Die besten Tipps fürs Proofen

25.06.2015 09:00:00
Proofs simulieren als Generalprobe das spätere Druckergebnis. Wir erklären, was man darüber wissen sollte und geben Tipps für den richtigen Proof.

Proofs sind eine wichtige Rückversicherung im Produktionsprozess. Sie bieten eine Grundlage für das spätere Druckergebnis und sind oftmals sogar Teil des Vertrags zwischen Auftraggeber und Druckerei. Segnet der Kunde den Proof ab, steht dem Auflagendruck nichts im Weg. Dennoch sollte man beim Proofen einiges beachten – LASERLINE gibt die besten Tipps.

Erst Preflight, dann Proof

Proofs sollten so spät wie möglich vor dem Druck erfolgen und möglichst im Format 1:1, um das spätere Druckergebnis perfekt zu simulieren.
Quelle: Kay Herschelmann
Vor der Übergabe der Druckdatei zum Proofen sollte ein Screenproof mit den korrekten Farbprofilen vorgenommen werden. Auch ein Preflight empfiehlt sich, um Fehler frühzeitig zu erkennen und somit Kosten für eine weitere Ausführung des Proofs zu sparen. Sonderfarben können im Proof grundsätzlich nur simuliert werden. Man sollte daher immer einen Farbfächer auf dem korrekten Bedruckstoff zur Beurteilung des gewünschten Ergebnisses zu Rate ziehen.

Proofs in Originalgröße

Proofs sollten, sofern es das Format erlaubt, in Originalgröße gedruckt werden. Ist dies aufgrund des späteren Druckformats nicht möglich, kann man kritische Bereiche in einem Ausschnitt 1:1 proofen lassen. Farben und Muster können in kleineren Größen ganz anders wirken als im richtigen Format. Daher ist das originale Format für den Proof wichtig.

Je später der Proof, desto besser

Sobald ein Proof erfolgt und freigegeben ist, sollte man an den Druckdaten nichts mehr ändern. Deshalb sollte der Proof erst dann erfolgen, wenn die Arbeiten an dem Projekt abgeschlossen sind. Werden nach dem Proofdruck noch Änderungen vorgenommen, sollte man sicherheitshalber einen neuen Proof vornehmen.
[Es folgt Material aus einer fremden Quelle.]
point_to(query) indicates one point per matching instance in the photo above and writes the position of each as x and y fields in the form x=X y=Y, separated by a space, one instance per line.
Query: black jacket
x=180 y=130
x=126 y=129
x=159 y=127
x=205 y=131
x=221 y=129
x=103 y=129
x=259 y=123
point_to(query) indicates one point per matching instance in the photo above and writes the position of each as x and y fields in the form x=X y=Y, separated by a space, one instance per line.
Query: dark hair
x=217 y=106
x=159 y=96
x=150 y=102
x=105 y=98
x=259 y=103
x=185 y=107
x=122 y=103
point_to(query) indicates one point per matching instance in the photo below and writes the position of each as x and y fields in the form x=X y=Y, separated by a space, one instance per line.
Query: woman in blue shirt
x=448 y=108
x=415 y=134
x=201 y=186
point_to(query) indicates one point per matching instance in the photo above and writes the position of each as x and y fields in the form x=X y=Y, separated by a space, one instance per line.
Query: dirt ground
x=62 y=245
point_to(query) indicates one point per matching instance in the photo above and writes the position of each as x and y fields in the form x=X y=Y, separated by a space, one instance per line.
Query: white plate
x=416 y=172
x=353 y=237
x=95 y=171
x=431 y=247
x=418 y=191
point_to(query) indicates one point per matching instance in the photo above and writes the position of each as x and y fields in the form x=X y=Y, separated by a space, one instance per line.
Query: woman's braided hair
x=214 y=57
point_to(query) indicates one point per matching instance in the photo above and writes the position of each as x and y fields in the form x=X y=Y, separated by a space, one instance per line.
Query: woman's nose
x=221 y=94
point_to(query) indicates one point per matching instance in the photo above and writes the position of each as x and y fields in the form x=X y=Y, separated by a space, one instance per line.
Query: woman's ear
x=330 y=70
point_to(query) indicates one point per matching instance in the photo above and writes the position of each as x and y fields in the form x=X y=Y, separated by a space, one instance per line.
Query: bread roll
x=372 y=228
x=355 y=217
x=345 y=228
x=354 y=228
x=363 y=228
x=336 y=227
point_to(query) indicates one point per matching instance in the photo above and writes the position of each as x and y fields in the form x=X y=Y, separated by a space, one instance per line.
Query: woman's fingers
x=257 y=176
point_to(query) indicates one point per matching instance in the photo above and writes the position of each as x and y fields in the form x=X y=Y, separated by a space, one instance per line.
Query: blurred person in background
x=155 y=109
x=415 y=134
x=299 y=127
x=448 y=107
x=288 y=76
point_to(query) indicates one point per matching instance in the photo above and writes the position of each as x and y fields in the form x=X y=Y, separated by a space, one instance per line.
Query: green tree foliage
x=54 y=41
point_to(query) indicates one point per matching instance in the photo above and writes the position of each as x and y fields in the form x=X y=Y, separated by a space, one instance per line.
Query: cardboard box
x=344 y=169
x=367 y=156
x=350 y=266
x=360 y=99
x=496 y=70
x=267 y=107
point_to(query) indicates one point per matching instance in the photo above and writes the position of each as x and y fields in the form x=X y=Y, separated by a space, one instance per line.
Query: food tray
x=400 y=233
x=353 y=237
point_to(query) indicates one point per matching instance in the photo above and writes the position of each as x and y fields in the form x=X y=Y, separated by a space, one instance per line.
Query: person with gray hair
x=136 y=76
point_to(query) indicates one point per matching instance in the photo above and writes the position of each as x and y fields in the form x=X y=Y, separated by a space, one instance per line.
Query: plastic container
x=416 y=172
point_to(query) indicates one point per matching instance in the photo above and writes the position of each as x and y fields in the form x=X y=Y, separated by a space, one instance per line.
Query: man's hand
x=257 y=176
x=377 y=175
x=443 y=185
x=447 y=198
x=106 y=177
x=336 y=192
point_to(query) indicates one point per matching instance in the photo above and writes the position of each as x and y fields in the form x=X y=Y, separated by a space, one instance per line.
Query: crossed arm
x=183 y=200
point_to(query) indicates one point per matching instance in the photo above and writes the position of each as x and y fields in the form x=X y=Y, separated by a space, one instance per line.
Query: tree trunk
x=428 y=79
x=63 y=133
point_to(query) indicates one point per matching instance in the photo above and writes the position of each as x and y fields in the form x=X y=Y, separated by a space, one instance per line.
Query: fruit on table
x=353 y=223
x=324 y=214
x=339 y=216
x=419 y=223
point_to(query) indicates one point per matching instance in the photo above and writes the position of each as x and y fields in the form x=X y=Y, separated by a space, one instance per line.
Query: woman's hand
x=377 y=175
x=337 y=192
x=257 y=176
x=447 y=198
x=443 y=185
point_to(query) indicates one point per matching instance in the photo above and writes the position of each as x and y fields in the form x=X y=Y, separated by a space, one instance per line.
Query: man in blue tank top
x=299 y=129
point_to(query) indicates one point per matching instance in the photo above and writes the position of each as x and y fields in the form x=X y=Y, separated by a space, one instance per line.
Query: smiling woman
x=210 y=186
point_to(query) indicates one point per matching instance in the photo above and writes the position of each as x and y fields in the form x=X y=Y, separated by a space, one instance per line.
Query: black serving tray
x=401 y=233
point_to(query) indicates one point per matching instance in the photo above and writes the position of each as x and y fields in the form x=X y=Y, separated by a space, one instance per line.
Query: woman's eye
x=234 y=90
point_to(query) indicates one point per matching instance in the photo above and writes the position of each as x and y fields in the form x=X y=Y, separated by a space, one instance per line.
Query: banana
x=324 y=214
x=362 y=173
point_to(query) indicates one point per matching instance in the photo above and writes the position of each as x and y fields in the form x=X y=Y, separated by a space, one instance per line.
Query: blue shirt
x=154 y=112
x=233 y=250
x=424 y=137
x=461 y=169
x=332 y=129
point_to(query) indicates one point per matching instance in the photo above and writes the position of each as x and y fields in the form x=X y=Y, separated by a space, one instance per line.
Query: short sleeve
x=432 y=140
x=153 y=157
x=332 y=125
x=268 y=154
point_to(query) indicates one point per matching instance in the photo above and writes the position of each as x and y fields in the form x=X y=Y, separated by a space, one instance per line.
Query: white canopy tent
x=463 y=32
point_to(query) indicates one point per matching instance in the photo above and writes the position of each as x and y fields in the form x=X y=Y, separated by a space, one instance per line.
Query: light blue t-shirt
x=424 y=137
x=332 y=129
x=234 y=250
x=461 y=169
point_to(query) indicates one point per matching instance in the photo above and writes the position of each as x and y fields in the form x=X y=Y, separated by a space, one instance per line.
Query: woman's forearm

Der Proof als Vertragsgrundlage

Proofs dienen auch der Absprache zwischen Druckerei und Auftraggeber. Akzeptiert ein Kunde den Proof, gibt er grünes Licht für den Auflagendruck und hat damit die Sicherheit, dass sein Druckprodukt genau so aussehen wird, wie im Proof ersichtlich. Gleichzeitig hat die Druckerei einen Schutz gegen ungerechtfertigte Reklamationen, was beide Vertragspartner gleichermaßen absichert.

Der Fogra-Medienkeil

Die Druckerei sollte mit einem aktuellen UGRA/Fogra-Medienkeil arbeiten. Er wird mit auf den Proof gedruckt und gibt zusätzliche Sicherheit.
Quelle: Kay Herschelmann
Druckdienstleister sollten mit dem UGRA/Fogra-Medienkeil in aktueller Version arbeiten. Er wird mit auf den Proof gedruckt. Ebenfalls dokumentiert werden Drucksystem und Tinte, mit der der Proof ausgeführt wird, Papiersorte, Datum und Uhrzeit sowie die verwendeten Profile. Je aktueller diese Systeme und Softwares sind und je weniger Zeit seit der letzten Kalibrierung der Systeme vergangen ist, desto zuverlässiger ist der Proof. LASERLINE bietet diese Möglichkeit beim Normproof an. Im Unterschied dazu besitzt der günstigere Farbprüfdruck, auch Farbausdruck genannt, keinen Medienkeil.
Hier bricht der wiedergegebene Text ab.